The built in VPN doesn't attempt to reconnect if you get disconnected. OpenVPN can be configured to retry a certain number of times. This was big for me.


You can't use the native option for OpenVPN as it's not compatible with IPSec, IKE, PPTP, or L2TP, which are the only types of VPNs supported by Android:


  • 2
    Cyanogenmod supports OpenVPN as an added option. So, in a sense, it is supported without the external OpenVPN app. Since the OpenVPN app requires Android 4.0+, this is the only option for some with older devices.
    – jbrookover
    Sep 23, 2013 at 12:47
  • @jbrookover - Does it? What version?
    – detly
    Dec 1, 2015 at 23:48
  • Ha! Whatever version I installed 2 years ago :) These days, I wouldn't recommend anything below Android 4.0, which supports the OpenVPN app.
    – jbrookover
    Dec 3, 2015 at 1:24

All VPN protocols (PPTP L2TP, OpenVPN) have distinct advantages and disadvantages.

Here are some points that might be useful to consider:

  1. OpenVPN is the protocols least likely to be blocked by servers or firewalls and generally thought to be the most secure. It's because both PPTP & L2TP uses fixed ports, if your service provider or firewall blocks certain communication ports used by PPTP or L2TP, they won’t work while openVPN can be configured to use any port (on the server side) and supports multiple protocols.

  2. Most operating systems and devices have built-in support for PPTP and you simply need to fill in a server address, a username and password to configure and no additional software is needed while OpenVPN requires installing additional software.
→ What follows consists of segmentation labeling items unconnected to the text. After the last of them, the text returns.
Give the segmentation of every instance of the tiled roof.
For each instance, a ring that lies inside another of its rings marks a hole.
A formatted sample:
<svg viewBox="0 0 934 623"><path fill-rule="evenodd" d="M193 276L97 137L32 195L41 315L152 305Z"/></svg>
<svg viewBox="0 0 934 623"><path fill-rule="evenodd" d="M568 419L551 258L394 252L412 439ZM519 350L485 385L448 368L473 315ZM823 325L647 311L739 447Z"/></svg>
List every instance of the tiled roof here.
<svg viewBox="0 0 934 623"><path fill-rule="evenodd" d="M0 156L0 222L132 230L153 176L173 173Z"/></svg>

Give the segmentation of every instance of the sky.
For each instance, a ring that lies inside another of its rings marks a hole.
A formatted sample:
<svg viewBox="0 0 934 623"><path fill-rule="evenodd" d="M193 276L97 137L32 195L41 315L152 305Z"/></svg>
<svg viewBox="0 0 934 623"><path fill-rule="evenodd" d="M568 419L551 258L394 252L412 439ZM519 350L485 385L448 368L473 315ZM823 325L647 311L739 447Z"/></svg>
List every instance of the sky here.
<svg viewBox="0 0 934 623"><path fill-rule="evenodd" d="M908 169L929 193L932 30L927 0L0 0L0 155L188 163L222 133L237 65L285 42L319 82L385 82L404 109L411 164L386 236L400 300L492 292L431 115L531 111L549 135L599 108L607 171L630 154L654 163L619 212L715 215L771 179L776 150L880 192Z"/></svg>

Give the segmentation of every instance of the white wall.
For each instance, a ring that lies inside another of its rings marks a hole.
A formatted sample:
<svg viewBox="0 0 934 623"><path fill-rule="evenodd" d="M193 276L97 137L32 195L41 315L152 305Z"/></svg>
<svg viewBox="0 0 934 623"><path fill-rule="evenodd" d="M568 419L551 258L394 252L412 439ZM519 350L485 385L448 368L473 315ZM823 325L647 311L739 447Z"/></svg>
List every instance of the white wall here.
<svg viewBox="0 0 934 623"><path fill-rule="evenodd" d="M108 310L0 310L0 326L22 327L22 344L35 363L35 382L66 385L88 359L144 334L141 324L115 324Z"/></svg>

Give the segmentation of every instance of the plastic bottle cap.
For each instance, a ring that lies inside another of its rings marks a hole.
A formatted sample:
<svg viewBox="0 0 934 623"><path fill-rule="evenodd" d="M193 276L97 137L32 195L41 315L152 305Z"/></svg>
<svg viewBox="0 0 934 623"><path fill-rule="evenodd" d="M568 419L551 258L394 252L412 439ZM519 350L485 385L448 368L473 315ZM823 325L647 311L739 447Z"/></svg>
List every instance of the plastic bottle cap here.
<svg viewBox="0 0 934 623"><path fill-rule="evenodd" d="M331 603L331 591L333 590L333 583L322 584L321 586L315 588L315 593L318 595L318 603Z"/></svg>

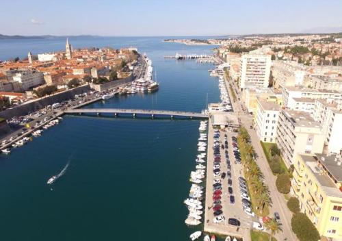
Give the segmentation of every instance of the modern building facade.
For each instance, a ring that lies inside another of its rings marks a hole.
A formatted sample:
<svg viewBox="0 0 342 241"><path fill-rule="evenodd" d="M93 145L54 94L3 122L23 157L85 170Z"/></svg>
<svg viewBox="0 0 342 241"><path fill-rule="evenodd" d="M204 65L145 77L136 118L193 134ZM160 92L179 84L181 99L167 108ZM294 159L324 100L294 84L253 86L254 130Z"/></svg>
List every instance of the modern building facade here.
<svg viewBox="0 0 342 241"><path fill-rule="evenodd" d="M299 154L293 162L291 192L321 236L342 240L341 155Z"/></svg>
<svg viewBox="0 0 342 241"><path fill-rule="evenodd" d="M342 150L342 105L317 99L313 116L321 125L326 151L339 153Z"/></svg>
<svg viewBox="0 0 342 241"><path fill-rule="evenodd" d="M280 106L271 99L256 98L254 127L259 140L265 142L275 142L278 117Z"/></svg>
<svg viewBox="0 0 342 241"><path fill-rule="evenodd" d="M279 113L276 143L287 166L298 153L321 153L324 135L320 124L308 113L282 110Z"/></svg>
<svg viewBox="0 0 342 241"><path fill-rule="evenodd" d="M268 54L243 54L240 62L239 87L267 88L271 70L271 55Z"/></svg>

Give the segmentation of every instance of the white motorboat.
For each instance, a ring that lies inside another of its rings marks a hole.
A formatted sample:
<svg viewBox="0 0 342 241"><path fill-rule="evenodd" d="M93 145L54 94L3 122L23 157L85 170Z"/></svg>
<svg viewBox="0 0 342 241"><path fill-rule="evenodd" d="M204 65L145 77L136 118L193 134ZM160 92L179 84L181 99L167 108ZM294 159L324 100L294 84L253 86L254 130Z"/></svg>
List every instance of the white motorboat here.
<svg viewBox="0 0 342 241"><path fill-rule="evenodd" d="M196 226L201 224L202 222L193 218L187 218L187 219L185 219L185 223L188 225Z"/></svg>
<svg viewBox="0 0 342 241"><path fill-rule="evenodd" d="M205 166L204 166L201 164L199 164L196 166L196 169L205 169Z"/></svg>
<svg viewBox="0 0 342 241"><path fill-rule="evenodd" d="M196 231L196 232L190 235L190 238L192 241L194 241L200 238L202 232L200 231Z"/></svg>
<svg viewBox="0 0 342 241"><path fill-rule="evenodd" d="M11 153L11 149L9 148L6 148L5 149L1 150L2 153L3 154L10 154Z"/></svg>
<svg viewBox="0 0 342 241"><path fill-rule="evenodd" d="M53 182L55 182L57 178L57 176L52 176L49 179L49 180L47 180L47 183L48 184L53 183Z"/></svg>
<svg viewBox="0 0 342 241"><path fill-rule="evenodd" d="M194 218L197 220L201 220L202 217L199 215L197 215L196 214L194 214L193 212L190 212L189 215L187 216L189 218Z"/></svg>

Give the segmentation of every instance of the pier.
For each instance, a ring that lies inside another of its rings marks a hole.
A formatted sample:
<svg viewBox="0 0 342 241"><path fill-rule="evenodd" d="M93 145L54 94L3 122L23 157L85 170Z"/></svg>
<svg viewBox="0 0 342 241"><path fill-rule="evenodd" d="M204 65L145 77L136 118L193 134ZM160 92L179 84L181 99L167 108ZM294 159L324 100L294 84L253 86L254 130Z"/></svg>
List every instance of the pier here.
<svg viewBox="0 0 342 241"><path fill-rule="evenodd" d="M208 118L209 116L206 114L190 112L179 112L172 110L138 110L138 109L68 109L64 110L65 114L101 114L103 113L113 114L117 116L120 114L131 114L135 117L137 115L149 115L151 117L159 116L170 116L171 118L174 117L187 117L189 118Z"/></svg>

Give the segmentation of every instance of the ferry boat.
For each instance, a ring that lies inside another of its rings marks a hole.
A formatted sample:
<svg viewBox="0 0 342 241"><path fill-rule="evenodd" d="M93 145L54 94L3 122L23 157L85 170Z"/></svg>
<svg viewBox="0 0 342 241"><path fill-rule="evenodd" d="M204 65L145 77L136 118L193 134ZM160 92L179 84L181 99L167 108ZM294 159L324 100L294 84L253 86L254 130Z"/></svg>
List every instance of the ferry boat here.
<svg viewBox="0 0 342 241"><path fill-rule="evenodd" d="M5 149L1 150L3 154L10 154L11 153L11 150L9 148L6 148Z"/></svg>
<svg viewBox="0 0 342 241"><path fill-rule="evenodd" d="M150 92L158 90L159 88L159 85L157 82L153 82L147 87L147 90Z"/></svg>
<svg viewBox="0 0 342 241"><path fill-rule="evenodd" d="M50 177L50 179L49 179L49 180L47 180L47 183L48 184L53 183L55 182L55 181L56 180L56 179L57 179L57 176L52 176L51 177Z"/></svg>

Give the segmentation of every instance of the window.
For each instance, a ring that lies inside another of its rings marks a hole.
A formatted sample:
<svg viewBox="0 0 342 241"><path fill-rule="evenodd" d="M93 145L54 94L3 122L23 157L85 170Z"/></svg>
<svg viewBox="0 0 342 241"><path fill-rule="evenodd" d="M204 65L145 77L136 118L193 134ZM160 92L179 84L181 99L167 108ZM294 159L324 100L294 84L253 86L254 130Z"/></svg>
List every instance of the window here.
<svg viewBox="0 0 342 241"><path fill-rule="evenodd" d="M339 222L339 217L334 217L333 216L332 216L330 217L330 221L332 221L332 222Z"/></svg>
<svg viewBox="0 0 342 241"><path fill-rule="evenodd" d="M342 211L342 206L334 206L334 207L332 208L333 210L335 210L335 211Z"/></svg>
On some devices it can be complicated. Sometimes a user is required to deal with certificates, configuration files, etc.

  3. In terms of speed, generally speaking, less encryption means greater speed but at the cost of less security. However, if your devices are of reasonable speed this should not be a major factor. Some people say openVPN on UDP is the fastest but according to my own experience on pureVPN, they are all more or less the same. Speed depends much more on your connection to the server and other factors.

In a nutshell, it's best to consider your security requirements and pick a protocol accordingly.